🤖 AI Summary
Existing approaches struggle to effectively evaluate the comprehensive capabilities of agents in complex, personalized smart home environments. This work proposes PersonalHomeBench—the first systematic benchmark tailored for personalized smart homes—which iteratively models household states, generates context-aware tasks, and leverages multimodal observations alongside the PersonalHomeTools toolkit (supporting information retrieval, device control, and situational understanding) to holistically assess agents’ reactive and proactive behaviors under partially observable, context-dependent conditions. Experimental results demonstrate that increased task complexity substantially degrades agent performance, particularly in counterfactual reasoning and partial observability scenarios, thereby validating the benchmark’s effectiveness in evaluating agent robustness and planning capabilities.
📝 Abstract
Agentic AI systems are rapidly advancing toward real-world applications, yet their readiness in complex and personalized environments remains insufficiently characterized.
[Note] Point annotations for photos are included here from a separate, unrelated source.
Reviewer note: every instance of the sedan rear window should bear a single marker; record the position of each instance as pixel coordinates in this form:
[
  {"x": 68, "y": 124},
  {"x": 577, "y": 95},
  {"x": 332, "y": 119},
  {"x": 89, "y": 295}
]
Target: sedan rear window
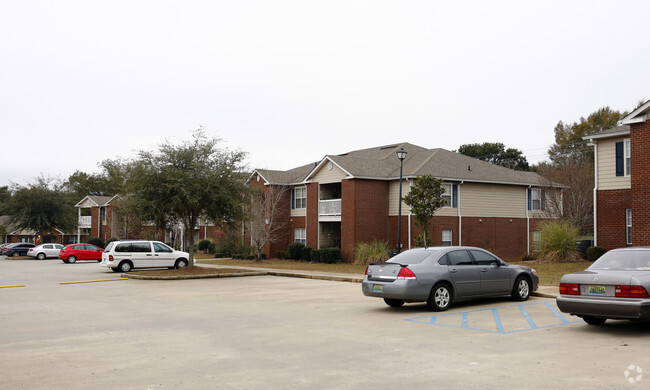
[
  {"x": 411, "y": 257},
  {"x": 624, "y": 260}
]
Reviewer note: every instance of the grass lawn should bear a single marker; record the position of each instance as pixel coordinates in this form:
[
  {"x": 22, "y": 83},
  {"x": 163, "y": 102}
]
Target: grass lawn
[{"x": 549, "y": 273}]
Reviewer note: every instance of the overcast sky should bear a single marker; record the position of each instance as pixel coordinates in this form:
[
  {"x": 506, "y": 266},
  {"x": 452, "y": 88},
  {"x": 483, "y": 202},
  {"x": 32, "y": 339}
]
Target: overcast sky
[{"x": 292, "y": 81}]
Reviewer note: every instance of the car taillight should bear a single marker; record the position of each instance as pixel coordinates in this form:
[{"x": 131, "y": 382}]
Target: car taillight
[
  {"x": 405, "y": 273},
  {"x": 631, "y": 292},
  {"x": 569, "y": 289}
]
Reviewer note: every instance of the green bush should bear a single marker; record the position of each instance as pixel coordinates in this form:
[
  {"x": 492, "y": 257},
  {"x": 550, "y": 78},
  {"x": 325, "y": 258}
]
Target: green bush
[
  {"x": 306, "y": 254},
  {"x": 314, "y": 255},
  {"x": 295, "y": 250},
  {"x": 594, "y": 252},
  {"x": 558, "y": 242},
  {"x": 95, "y": 241},
  {"x": 373, "y": 252}
]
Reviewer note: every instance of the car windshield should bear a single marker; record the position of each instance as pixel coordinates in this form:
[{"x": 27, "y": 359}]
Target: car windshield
[
  {"x": 412, "y": 257},
  {"x": 623, "y": 260}
]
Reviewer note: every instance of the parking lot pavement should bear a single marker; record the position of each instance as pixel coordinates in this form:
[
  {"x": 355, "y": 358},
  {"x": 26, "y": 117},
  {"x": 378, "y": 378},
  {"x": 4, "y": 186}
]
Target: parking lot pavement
[{"x": 268, "y": 332}]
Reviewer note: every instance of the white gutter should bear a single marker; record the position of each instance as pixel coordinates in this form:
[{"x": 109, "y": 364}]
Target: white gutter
[
  {"x": 594, "y": 143},
  {"x": 460, "y": 217}
]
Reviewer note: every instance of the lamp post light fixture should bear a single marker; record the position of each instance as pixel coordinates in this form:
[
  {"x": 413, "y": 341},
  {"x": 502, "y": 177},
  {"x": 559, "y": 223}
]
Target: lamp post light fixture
[{"x": 401, "y": 155}]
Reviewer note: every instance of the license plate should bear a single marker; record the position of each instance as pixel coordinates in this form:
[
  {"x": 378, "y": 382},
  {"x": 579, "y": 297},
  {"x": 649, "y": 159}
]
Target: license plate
[{"x": 596, "y": 290}]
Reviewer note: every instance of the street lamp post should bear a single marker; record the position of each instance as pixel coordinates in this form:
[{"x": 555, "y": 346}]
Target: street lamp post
[{"x": 401, "y": 155}]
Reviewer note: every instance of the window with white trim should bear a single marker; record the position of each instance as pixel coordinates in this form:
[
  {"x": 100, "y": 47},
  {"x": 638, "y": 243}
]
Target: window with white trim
[
  {"x": 628, "y": 226},
  {"x": 536, "y": 201},
  {"x": 447, "y": 195},
  {"x": 627, "y": 157},
  {"x": 537, "y": 240},
  {"x": 446, "y": 237},
  {"x": 300, "y": 235},
  {"x": 299, "y": 198}
]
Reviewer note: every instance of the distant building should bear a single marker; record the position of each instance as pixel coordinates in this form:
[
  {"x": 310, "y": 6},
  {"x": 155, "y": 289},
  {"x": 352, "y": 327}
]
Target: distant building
[{"x": 346, "y": 199}]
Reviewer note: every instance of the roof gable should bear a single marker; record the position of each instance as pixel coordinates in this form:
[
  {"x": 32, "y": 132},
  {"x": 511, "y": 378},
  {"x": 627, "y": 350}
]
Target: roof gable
[
  {"x": 381, "y": 163},
  {"x": 640, "y": 114}
]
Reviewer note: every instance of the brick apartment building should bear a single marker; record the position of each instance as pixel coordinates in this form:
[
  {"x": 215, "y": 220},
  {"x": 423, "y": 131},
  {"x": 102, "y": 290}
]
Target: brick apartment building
[
  {"x": 622, "y": 185},
  {"x": 345, "y": 199},
  {"x": 99, "y": 217}
]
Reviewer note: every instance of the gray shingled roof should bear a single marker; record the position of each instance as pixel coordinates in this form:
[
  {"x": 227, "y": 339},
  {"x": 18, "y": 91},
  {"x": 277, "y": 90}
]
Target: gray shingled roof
[
  {"x": 623, "y": 129},
  {"x": 381, "y": 163},
  {"x": 292, "y": 176}
]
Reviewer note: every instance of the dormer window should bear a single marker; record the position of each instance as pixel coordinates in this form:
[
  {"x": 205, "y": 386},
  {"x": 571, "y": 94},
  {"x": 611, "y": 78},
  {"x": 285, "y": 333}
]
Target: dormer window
[{"x": 299, "y": 198}]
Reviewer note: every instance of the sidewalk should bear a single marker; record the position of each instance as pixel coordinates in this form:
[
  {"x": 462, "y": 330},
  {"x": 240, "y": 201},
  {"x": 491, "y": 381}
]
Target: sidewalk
[{"x": 542, "y": 291}]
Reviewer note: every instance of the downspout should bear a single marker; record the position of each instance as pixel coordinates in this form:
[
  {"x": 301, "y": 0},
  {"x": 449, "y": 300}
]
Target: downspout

To address this gap, we introduce PersonalHomeBench, a benchmark for evaluating foundation models as agentic assistants in personalized smart home environments. The benchmark is constructed through an iterative process that progressively builds rich household states, which are then used to generate personalized, context-dependent tasks. To support realistic agent-environment interaction, we provide PersonalHomeTools, a comprehensive toolbox enabling household information retrieval, appliance control, and situational understanding. PersonalHomeBench evaluates both reactive and proactive agentic abilities under unimodal and multimodal observations. Thorough experimentation reveals a systematic performance reduction as task complexity increases, with pronounced failures in counterfactual reasoning and under partial observability, where effective tool-based information gathering is required. These results position PersonalHomeBench as a rigorous evaluation platform for analyzing the robustness and limitations of personalized agentic reasoning and planning.